The term "trapunto" means "to embroider" in Italian, and "to prick with a needle" in Latin. When speaking of this quilting technique, both meanings apply. Trapunto is a technique which may be done by hand or machine that creates a noticeably raised design. In trapunto, also known as "stuffed work" by American and English quilters, extra padding is slipped behind the quilt top to create the puffed effect. Sometimes, stippling is used in the areas surrounding a trapunto motif to further accentuate the effect.
Trapunto has a long history. It first appeared in Italy around the early 16th century, and in America around the late 1700s. Trapunto was extremely popular up until the Civil War era a century later. Historically, it was done by cutting a small slit in the back through which padding or extra batting was placed. Today, there are a few more options for creating trapunto that can be less labor intensive.
Hand Trapunto Methods
There are many approaches for creating and accenting trapunto. Although each creates the same textural effect, quilters may find one less labor-intensive than an other. Experimentation with these methods is the best way to discover your own trapunto style.

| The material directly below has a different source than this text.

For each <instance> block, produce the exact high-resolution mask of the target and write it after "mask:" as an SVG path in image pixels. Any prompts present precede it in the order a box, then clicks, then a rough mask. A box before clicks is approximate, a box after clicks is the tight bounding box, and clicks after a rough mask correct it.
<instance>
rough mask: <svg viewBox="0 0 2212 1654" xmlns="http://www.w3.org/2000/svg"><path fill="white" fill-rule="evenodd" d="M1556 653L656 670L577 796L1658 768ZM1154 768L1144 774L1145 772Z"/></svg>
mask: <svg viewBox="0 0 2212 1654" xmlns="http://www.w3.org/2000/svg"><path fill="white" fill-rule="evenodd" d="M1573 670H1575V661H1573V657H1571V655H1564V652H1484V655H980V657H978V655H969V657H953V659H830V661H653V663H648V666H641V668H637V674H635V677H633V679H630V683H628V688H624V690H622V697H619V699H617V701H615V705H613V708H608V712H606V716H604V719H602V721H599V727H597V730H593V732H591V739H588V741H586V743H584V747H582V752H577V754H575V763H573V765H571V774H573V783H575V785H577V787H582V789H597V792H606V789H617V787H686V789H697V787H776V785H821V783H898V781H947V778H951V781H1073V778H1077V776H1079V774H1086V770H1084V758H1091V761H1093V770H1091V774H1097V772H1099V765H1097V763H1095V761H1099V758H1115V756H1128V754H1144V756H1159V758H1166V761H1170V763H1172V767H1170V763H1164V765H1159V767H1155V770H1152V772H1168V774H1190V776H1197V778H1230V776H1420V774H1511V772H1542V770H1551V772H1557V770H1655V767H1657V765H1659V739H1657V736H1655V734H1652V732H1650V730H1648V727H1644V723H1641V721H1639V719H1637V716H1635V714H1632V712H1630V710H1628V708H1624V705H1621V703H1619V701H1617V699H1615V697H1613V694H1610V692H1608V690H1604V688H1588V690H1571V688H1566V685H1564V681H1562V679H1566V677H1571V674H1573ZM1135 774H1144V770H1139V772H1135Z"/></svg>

Modern variations on trapunto have developed over the years. An interesting variation is Shadow Trapunto. In addition to the expected raised effect, this method plays with fabric and color bringing an entirely new dimension to quilted projects.
To create this effect, cotton batiste is layered and the trapunto motif is outlined with a back or running stitch. The design is then filled with deeply colored yarns. This contrast is visible through the sheer fabric, creating a shadowed appearance.
The filling stage of Shadow Trapunto echoes the methods outlined earlier. Traditionally, two layers of fabric are used and the stuffing material is gently inserted between separated threads in the backing. Very loosely woven fabric makes the best backing if this method is to be used.
An alternative method is to cut an X-shaped slit in the backing and add stuffing through it. While this makes inserting your filler material easier, the entry point remains visible from the quilt's back. To remedy this pitfall, an additional backing layer should be placed over the first.
It is no surprise that trapunto can be done in less time and with somewhat less work using a sewing machine. Water soluble thread is needed for this approach.
In this technique, one or more layers of batting are stacked below a layer of fabric. The trapunto motif is stitched onto the fabric using the water soluble thread. Extra batting is trimmed away from the stitching next. A layer of backing is then placed behind the design, and the motif is re-stitched through all the layers.
Machine-embroidery thread or a decorative rayon, silk or metallic thread works well for the re-stitching. The area is then immersed in water to remove the water soluble thread. If your backing has not been pre-washed, the resulting shrinkage can create an even more pronounced trapunto effect. Remove from the water, block into shape and allow to air dry.